It’s easy to feel totally alone going through infertility, it’s easy to wallow in self pity and tell yourself no one understands. The beauty of blogging is that you realize you're not alone (even if you occasionally forget.) If I wanted to find another blog about an infertile engineer turned pregnant I could probably find it in about 30 seconds. But blogging, for me, hasn’t been about finding 100 other bloggers just like me, it has been about making friendships and connections, and I’ve made one that I hope will last forever.
I came across S.I.F's blog when I first started blogging. I realized she was also from
so I emailed her and we talked back and forth a few times. At the time she was really struggling after an unsuccessful FET but she still made the time to talk with me and support me.
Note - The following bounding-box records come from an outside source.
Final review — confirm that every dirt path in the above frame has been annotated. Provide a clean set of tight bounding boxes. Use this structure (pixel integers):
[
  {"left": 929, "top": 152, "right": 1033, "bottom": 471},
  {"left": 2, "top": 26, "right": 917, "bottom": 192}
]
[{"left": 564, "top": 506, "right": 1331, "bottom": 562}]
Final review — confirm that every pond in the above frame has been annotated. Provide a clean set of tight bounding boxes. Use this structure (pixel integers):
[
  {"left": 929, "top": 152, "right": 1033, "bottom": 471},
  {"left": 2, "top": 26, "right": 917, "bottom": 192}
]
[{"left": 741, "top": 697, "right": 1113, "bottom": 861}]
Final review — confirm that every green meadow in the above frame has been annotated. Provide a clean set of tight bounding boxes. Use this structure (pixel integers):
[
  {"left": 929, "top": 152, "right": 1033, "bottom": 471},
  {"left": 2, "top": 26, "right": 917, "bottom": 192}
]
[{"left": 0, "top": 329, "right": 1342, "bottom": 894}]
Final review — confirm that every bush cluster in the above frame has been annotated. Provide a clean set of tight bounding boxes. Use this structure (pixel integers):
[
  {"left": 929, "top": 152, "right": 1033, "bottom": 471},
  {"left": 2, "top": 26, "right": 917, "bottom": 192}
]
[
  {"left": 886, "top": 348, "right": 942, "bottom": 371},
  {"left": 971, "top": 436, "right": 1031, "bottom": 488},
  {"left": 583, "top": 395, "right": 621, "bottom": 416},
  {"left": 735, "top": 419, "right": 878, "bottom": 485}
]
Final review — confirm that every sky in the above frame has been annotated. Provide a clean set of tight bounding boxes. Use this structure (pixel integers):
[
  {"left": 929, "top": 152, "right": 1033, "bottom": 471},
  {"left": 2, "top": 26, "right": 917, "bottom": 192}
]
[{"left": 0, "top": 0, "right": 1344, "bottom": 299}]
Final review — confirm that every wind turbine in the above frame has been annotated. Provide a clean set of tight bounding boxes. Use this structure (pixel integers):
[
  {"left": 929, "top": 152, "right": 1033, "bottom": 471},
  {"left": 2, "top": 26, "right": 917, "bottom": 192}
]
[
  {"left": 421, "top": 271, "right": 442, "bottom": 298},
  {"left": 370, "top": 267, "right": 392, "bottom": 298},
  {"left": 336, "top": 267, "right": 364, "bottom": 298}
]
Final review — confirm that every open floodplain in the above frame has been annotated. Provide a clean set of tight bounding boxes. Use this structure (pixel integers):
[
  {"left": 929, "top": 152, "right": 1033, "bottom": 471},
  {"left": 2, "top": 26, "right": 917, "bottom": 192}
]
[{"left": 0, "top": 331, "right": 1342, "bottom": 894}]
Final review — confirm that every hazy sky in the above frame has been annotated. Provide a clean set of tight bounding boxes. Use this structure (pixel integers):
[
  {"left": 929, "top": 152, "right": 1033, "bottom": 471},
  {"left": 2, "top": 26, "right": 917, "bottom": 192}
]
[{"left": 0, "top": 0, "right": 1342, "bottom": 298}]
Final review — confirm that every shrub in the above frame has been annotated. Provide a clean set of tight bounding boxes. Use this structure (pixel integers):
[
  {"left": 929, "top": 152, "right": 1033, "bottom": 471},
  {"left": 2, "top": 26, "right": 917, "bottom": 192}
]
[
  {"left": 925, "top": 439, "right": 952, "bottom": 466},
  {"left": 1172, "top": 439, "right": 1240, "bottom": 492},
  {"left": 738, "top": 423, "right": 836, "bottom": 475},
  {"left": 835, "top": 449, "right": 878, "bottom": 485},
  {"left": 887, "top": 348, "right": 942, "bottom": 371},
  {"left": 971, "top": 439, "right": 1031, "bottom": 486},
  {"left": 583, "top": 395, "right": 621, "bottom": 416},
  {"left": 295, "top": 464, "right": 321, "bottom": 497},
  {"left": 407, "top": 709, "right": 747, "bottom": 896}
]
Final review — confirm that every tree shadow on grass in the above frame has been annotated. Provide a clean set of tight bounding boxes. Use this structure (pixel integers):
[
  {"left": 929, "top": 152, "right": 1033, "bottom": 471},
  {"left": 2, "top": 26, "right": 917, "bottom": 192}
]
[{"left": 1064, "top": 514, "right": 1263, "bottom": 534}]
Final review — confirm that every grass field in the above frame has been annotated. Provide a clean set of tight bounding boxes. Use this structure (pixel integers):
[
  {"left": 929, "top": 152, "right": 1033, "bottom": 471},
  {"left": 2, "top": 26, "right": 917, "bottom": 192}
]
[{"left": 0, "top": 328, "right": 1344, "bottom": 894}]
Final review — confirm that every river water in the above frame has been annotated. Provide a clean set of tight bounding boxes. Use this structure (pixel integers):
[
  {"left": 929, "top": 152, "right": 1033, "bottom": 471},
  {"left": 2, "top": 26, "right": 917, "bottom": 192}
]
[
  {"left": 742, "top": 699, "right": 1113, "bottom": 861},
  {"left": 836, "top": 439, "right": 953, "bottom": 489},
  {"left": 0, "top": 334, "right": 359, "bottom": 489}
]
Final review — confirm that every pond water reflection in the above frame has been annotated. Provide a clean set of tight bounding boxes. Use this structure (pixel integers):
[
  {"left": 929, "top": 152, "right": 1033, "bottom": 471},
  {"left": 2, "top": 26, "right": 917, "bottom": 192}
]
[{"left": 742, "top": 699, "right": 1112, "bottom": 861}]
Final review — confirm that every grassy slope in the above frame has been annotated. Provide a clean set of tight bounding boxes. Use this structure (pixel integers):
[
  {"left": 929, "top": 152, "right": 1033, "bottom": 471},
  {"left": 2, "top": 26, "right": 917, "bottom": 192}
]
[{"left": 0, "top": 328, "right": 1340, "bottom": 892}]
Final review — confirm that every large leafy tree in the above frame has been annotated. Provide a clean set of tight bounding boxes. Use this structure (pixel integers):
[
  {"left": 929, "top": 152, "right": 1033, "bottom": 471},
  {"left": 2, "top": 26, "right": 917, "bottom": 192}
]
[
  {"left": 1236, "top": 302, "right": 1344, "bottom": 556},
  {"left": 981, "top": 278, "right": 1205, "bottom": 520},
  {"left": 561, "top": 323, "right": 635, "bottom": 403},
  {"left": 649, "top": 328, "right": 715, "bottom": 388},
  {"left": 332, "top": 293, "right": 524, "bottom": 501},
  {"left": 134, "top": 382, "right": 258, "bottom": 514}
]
Alaska
Our few emails eventually turned into a hike, and that’s all it took, instant friendship. The day we went hiking was the day before I started lupron for IVF1.0. She helped me through the fear of what was to come and inspired me to stay hopeful. Most of you know the story of IVF1.0, but if you don’t, here is how it started, and here is how it ended...
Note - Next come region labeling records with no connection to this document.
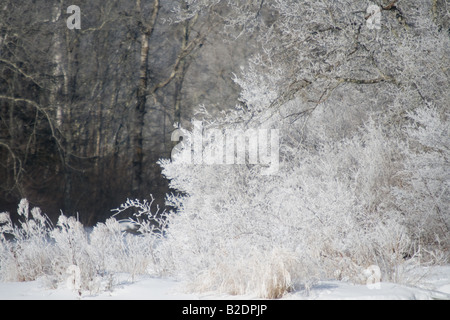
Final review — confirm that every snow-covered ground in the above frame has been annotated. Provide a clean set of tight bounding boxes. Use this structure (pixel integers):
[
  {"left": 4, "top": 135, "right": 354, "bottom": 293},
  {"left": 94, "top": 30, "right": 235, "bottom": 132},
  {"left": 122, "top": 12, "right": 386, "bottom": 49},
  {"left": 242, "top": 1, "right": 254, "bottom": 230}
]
[{"left": 0, "top": 266, "right": 450, "bottom": 300}]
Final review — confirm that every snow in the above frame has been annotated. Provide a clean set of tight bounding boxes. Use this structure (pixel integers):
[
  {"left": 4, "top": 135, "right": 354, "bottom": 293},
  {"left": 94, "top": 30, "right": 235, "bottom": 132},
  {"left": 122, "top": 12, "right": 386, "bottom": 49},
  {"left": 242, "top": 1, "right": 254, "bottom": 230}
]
[{"left": 0, "top": 265, "right": 450, "bottom": 300}]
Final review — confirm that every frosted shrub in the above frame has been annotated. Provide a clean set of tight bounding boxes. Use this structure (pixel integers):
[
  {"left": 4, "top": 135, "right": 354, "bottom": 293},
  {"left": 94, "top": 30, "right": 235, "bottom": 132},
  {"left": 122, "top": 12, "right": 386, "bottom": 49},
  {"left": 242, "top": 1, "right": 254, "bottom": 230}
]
[
  {"left": 392, "top": 106, "right": 450, "bottom": 259},
  {"left": 161, "top": 112, "right": 426, "bottom": 297},
  {"left": 0, "top": 200, "right": 54, "bottom": 281},
  {"left": 0, "top": 199, "right": 164, "bottom": 295}
]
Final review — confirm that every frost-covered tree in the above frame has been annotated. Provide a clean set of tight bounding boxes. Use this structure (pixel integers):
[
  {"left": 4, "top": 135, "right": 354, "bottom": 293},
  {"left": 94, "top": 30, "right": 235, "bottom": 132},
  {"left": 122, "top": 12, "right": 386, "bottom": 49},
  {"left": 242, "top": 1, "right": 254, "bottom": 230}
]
[{"left": 157, "top": 0, "right": 450, "bottom": 297}]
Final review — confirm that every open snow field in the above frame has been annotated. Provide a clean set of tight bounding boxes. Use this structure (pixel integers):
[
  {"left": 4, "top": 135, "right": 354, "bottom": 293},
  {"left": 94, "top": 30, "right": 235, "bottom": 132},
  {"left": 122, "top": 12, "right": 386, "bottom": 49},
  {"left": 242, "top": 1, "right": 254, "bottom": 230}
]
[{"left": 0, "top": 266, "right": 450, "bottom": 300}]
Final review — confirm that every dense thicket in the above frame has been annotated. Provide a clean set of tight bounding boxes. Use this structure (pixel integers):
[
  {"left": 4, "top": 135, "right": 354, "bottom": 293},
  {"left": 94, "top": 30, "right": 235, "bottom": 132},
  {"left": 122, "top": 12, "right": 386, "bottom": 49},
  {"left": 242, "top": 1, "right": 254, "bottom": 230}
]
[{"left": 0, "top": 0, "right": 250, "bottom": 224}]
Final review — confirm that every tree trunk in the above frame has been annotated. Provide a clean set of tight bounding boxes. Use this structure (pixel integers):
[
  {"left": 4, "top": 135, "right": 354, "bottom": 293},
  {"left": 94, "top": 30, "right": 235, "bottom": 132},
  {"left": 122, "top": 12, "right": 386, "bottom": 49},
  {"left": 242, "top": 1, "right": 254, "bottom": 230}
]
[{"left": 131, "top": 0, "right": 159, "bottom": 194}]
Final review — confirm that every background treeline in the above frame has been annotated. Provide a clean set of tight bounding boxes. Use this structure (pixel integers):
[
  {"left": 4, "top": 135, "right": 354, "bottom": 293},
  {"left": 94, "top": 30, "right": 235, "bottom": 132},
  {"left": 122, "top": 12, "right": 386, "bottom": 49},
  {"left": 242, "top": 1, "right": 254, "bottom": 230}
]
[{"left": 0, "top": 0, "right": 252, "bottom": 225}]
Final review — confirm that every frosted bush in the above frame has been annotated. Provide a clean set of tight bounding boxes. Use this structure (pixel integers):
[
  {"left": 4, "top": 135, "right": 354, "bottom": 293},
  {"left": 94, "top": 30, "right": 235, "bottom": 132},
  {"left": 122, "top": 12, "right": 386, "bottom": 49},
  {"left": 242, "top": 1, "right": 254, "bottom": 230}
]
[
  {"left": 0, "top": 199, "right": 164, "bottom": 295},
  {"left": 0, "top": 200, "right": 54, "bottom": 281},
  {"left": 157, "top": 109, "right": 439, "bottom": 297}
]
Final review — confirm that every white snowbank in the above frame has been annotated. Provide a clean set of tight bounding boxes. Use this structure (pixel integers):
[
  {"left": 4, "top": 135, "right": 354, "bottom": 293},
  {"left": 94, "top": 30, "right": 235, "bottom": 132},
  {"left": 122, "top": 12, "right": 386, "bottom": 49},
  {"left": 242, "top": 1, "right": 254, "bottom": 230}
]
[{"left": 0, "top": 266, "right": 450, "bottom": 300}]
I don’t think I’ve ever been in a darker place than I was after IVF1.0. I tried to stay positive, I objectively looked at the situation and pretended to be OK, but I wasn’t. My family and other friends tried to be there for me but they didn’t know what to say. S.I.F was there, always with the right words and a hug.
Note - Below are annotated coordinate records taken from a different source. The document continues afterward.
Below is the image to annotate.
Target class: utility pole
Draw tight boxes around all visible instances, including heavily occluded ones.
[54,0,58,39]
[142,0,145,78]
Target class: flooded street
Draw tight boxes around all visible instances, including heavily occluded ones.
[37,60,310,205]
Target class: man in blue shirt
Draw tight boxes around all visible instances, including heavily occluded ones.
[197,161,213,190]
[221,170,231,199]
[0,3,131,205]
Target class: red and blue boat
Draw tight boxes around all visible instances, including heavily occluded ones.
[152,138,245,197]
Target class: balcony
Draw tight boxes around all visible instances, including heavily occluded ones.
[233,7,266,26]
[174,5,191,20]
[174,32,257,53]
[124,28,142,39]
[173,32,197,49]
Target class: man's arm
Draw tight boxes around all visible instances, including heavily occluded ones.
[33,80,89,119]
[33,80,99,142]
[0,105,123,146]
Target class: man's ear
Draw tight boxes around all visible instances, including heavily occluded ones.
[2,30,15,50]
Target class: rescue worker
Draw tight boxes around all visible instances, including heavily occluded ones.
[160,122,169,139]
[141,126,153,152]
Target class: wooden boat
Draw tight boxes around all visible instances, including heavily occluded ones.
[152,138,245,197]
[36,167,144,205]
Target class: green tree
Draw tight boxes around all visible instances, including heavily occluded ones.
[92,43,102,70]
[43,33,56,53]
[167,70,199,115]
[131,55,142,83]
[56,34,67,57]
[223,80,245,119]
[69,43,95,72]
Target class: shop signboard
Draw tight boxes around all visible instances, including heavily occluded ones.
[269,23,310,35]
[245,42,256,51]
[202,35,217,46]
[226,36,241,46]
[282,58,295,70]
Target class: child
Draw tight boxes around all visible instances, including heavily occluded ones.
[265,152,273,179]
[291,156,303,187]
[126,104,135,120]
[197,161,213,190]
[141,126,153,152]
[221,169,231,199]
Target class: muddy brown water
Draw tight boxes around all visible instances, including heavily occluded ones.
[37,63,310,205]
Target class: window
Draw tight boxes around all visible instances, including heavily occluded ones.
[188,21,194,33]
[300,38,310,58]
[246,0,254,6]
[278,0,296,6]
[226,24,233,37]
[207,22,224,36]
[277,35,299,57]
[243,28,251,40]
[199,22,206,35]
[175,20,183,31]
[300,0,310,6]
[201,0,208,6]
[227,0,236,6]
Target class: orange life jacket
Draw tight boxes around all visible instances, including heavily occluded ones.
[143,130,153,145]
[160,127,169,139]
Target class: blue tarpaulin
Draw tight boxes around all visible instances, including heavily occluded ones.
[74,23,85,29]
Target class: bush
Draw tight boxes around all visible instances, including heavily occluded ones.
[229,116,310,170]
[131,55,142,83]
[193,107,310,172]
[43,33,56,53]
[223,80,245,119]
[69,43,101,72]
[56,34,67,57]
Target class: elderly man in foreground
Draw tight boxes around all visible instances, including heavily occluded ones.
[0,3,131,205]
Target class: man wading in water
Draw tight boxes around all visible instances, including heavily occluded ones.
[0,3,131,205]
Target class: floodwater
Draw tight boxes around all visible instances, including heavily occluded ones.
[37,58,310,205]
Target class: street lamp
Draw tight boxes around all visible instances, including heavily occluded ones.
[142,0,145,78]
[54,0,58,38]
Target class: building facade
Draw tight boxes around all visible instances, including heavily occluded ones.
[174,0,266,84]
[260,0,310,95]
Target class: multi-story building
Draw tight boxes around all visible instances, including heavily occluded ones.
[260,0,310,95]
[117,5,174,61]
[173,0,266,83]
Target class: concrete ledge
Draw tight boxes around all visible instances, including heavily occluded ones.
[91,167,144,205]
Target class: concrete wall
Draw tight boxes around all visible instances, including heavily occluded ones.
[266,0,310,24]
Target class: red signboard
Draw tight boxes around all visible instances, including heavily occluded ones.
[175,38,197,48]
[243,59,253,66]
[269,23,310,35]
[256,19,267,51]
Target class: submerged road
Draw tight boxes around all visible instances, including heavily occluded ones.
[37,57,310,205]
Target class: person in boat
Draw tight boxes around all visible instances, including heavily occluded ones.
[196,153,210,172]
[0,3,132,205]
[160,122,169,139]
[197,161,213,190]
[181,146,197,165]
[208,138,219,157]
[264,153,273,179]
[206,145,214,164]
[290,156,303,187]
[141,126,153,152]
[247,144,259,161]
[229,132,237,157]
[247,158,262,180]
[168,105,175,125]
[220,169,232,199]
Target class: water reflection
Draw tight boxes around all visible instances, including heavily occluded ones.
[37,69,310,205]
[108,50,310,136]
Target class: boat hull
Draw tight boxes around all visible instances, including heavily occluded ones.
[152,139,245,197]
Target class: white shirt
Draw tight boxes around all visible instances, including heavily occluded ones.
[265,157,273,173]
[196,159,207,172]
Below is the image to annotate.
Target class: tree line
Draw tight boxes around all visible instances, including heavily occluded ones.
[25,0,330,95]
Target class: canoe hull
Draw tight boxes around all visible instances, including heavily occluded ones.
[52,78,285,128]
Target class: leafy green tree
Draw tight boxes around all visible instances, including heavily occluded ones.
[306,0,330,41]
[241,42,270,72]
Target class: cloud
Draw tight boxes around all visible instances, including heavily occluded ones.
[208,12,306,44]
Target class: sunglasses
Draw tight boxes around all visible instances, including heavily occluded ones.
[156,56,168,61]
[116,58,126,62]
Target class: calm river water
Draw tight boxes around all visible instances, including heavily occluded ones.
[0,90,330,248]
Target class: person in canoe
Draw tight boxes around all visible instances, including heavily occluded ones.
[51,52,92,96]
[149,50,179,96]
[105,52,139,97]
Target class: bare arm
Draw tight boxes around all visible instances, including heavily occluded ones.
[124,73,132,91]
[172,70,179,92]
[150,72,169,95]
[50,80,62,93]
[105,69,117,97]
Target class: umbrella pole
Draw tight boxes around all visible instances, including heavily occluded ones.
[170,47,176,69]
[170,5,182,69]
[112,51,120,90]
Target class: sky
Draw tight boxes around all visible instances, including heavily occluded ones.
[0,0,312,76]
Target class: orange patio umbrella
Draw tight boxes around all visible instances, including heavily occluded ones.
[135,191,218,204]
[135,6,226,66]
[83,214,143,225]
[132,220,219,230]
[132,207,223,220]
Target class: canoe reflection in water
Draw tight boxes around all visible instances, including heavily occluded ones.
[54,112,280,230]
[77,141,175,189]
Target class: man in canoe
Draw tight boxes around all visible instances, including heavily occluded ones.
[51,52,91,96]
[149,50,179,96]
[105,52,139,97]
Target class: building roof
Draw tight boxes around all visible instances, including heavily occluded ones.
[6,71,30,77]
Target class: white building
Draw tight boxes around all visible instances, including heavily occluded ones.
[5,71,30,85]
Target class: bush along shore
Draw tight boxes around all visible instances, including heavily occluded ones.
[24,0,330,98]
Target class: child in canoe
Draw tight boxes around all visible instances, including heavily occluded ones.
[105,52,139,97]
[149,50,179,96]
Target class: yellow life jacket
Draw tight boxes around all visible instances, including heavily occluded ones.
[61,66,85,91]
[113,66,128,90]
Prepping for IVF1.5 I was a mess again. I wasn’t feeling hopeful, S.I.F held the hope for me, she stayed positive and about a week before I left she made me a mix tape (the ultimate sign of friendship!) The CD was full of inspiring songs about how I was not in control and just needed to relax and live. It was on repeat in my car for that whole week and when ever I was about to lose it I turned it on and relaxed.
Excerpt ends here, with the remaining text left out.